Oh, wait. Did I say that all happened since January? Silly me— that all happened in June. Which is why I know y’all will forgive me my resolution trespasses. On New Year’s I vowed to focus more on charitable work and yoga, cut back on wine intake, and stop sacrificing writing time to Facebook. While I did increase my volunteer hours with Made By Survivors, the yoga mat and I have only been on six dates– you can tell I’m nervous when we’re together because my elbows shake uncontrollably each time I plank. Wine and I, in contrast, remain close. As for Facebook, let’s just say I know how everyone celebrated Independence Day.

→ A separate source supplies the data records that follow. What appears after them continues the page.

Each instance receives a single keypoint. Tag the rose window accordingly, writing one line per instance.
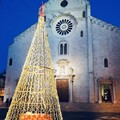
(64, 27)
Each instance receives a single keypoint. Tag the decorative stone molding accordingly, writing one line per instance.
(104, 24)
(22, 35)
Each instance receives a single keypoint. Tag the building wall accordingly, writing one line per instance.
(83, 65)
(17, 52)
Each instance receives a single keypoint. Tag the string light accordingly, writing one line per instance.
(36, 97)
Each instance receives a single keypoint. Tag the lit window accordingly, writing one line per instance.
(10, 62)
(81, 33)
(105, 62)
(84, 14)
(63, 48)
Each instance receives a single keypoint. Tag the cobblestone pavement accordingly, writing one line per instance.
(90, 116)
(78, 115)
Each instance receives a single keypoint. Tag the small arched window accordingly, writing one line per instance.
(63, 48)
(105, 62)
(84, 14)
(10, 61)
(81, 33)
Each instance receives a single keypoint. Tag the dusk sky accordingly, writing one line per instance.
(18, 15)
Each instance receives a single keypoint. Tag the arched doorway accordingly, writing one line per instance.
(63, 89)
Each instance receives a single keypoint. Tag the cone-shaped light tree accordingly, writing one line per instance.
(36, 97)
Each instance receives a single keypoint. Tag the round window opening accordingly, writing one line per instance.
(64, 3)
(64, 27)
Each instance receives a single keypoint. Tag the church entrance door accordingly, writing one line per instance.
(107, 93)
(63, 89)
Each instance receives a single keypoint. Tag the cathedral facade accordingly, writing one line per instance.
(85, 53)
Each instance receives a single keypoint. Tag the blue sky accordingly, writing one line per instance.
(17, 15)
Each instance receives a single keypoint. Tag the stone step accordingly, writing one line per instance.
(90, 107)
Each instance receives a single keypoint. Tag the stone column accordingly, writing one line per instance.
(100, 89)
(114, 95)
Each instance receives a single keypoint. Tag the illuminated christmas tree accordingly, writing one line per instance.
(35, 97)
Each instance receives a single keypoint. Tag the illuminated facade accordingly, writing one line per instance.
(85, 53)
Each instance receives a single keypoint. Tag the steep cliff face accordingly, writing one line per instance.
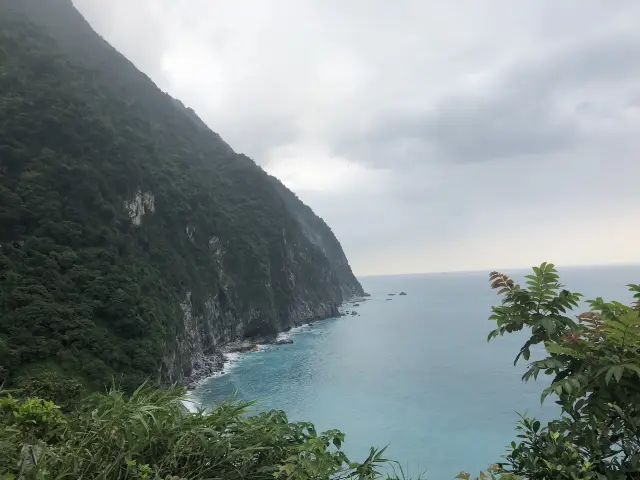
(133, 240)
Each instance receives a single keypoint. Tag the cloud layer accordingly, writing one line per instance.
(430, 135)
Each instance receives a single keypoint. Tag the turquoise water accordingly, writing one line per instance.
(414, 373)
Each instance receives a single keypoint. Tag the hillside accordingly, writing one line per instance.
(134, 240)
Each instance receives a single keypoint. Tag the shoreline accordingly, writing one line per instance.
(216, 364)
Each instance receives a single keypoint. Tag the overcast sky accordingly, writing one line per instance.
(430, 135)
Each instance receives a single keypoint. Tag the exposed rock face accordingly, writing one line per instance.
(199, 245)
(142, 203)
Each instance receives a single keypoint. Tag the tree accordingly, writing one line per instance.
(593, 359)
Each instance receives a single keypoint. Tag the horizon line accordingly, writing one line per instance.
(485, 270)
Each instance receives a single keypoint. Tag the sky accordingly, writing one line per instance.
(431, 135)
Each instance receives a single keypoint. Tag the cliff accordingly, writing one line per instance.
(133, 240)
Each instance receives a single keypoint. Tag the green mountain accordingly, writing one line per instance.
(133, 240)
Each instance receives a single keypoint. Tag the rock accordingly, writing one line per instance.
(240, 346)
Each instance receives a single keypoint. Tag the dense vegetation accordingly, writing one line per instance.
(594, 362)
(150, 436)
(592, 357)
(85, 293)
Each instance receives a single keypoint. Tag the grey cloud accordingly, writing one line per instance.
(490, 129)
(519, 115)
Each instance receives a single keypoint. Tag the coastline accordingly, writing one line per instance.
(217, 363)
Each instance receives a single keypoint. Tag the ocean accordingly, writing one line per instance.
(414, 373)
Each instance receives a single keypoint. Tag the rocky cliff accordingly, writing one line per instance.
(133, 240)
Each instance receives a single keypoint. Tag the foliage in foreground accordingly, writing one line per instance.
(594, 362)
(150, 435)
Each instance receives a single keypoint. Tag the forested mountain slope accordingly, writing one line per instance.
(133, 240)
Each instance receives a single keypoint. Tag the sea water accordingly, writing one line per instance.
(414, 373)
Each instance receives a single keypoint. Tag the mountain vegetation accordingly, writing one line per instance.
(132, 238)
(592, 359)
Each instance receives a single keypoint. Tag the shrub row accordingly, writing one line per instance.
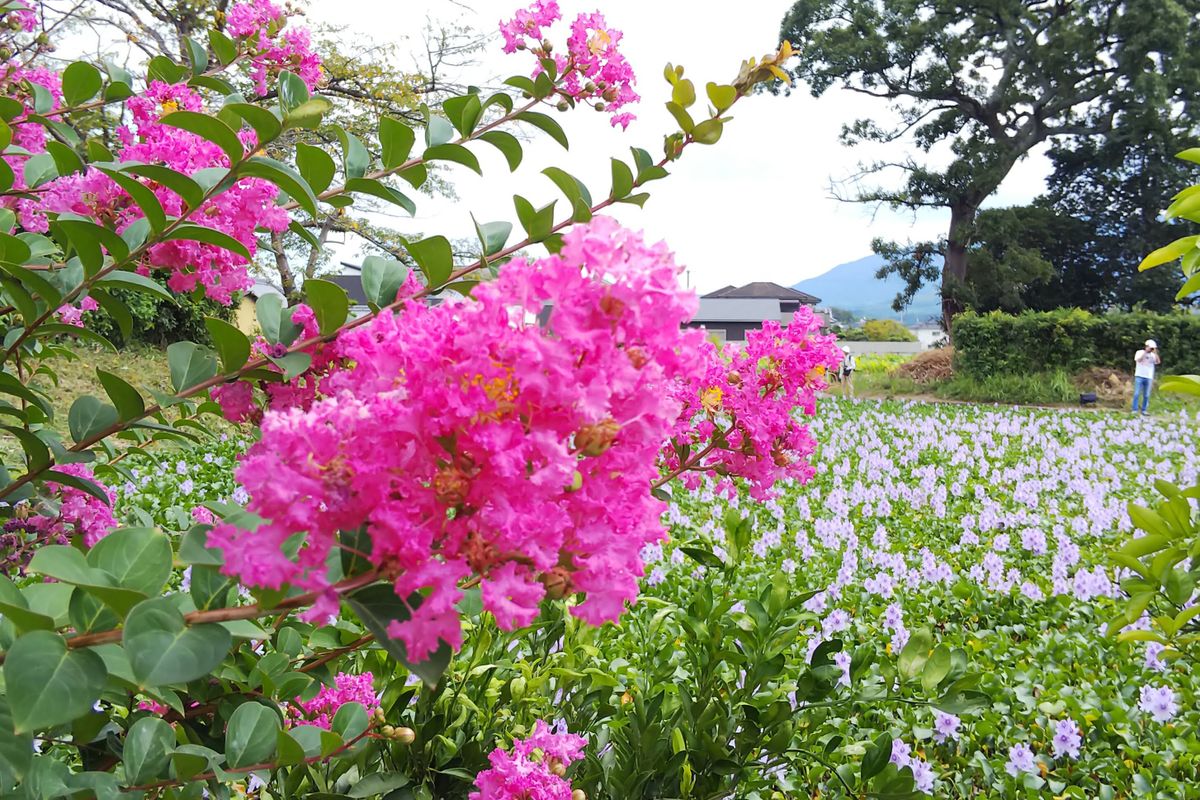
(1073, 341)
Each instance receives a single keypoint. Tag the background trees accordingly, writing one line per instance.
(976, 86)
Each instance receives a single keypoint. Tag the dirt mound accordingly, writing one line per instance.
(930, 366)
(1110, 385)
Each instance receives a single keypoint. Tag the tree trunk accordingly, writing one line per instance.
(954, 268)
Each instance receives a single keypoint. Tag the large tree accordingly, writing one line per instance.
(975, 86)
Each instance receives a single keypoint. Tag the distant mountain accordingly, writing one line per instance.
(855, 287)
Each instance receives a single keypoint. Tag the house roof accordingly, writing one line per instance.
(736, 310)
(765, 289)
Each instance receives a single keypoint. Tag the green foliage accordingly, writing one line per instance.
(1055, 71)
(1071, 341)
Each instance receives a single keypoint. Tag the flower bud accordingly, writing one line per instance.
(557, 583)
(595, 439)
(450, 486)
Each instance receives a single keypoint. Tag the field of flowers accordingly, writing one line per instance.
(963, 547)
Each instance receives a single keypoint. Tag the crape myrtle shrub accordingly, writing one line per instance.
(1072, 340)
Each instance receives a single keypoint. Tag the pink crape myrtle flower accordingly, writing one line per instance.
(261, 23)
(246, 206)
(593, 71)
(79, 513)
(347, 689)
(745, 401)
(486, 437)
(533, 770)
(71, 314)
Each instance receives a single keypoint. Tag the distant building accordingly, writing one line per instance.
(731, 311)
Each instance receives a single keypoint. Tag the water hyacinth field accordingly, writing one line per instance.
(991, 529)
(946, 554)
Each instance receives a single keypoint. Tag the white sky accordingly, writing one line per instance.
(755, 206)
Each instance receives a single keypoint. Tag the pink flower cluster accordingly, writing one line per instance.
(534, 770)
(273, 49)
(347, 689)
(79, 513)
(593, 71)
(71, 314)
(742, 408)
(28, 136)
(247, 205)
(513, 435)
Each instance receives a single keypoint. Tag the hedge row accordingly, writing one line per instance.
(1072, 340)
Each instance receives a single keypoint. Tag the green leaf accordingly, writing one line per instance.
(622, 179)
(329, 302)
(231, 343)
(546, 124)
(89, 416)
(879, 753)
(208, 127)
(141, 283)
(382, 280)
(683, 92)
(708, 132)
(307, 114)
(721, 97)
(455, 152)
(493, 235)
(126, 400)
(222, 47)
(463, 112)
(252, 734)
(508, 144)
(396, 140)
(48, 685)
(181, 185)
(916, 653)
(936, 668)
(355, 158)
(437, 131)
(136, 558)
(190, 364)
(148, 749)
(316, 166)
(163, 649)
(293, 91)
(1169, 253)
(283, 176)
(378, 606)
(142, 194)
(435, 257)
(382, 191)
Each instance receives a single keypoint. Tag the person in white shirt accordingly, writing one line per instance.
(1144, 362)
(847, 372)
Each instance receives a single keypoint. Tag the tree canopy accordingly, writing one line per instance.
(975, 86)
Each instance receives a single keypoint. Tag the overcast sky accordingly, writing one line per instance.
(755, 206)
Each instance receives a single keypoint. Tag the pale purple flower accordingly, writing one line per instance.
(1020, 759)
(1067, 739)
(1159, 703)
(946, 726)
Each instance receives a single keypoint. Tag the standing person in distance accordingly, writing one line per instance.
(846, 372)
(1144, 362)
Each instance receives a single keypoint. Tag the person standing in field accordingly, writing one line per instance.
(846, 372)
(1144, 362)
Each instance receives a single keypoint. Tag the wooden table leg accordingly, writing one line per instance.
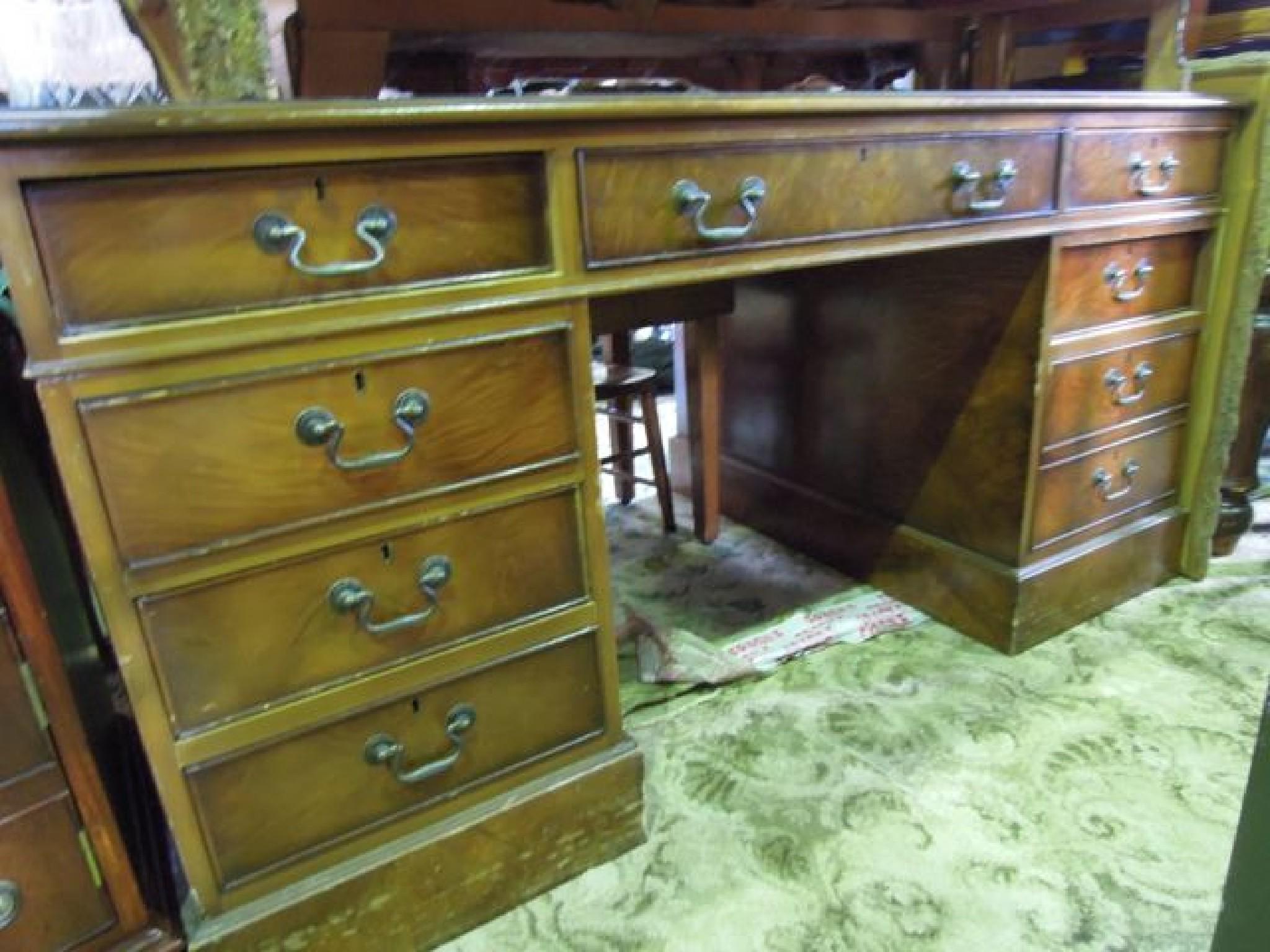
(1241, 470)
(620, 431)
(701, 366)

Am I failure? Sort of. It would be easy enough to do thirty minutes of stretching on a mat even though I don’t have time for an official class. I could swap a glass of wine for sleepy time time tea. The journal is there waiting for my thoughts while I like, love, cry, am wowed by, and get angry at Facebook posts.
But the thing is…I’m exhausted. Overwhelmed. Uncertain. Life has always dealt me unique hands, but it’s done so judiciously. This recent onslaught removed the self-improvement ambition I housed in January. Right now the only thing I’m resolved to do is unpack.
… thus the roller coaster of life!
That is a lot on your plate! Be kind to yourself. Have the glass of wine.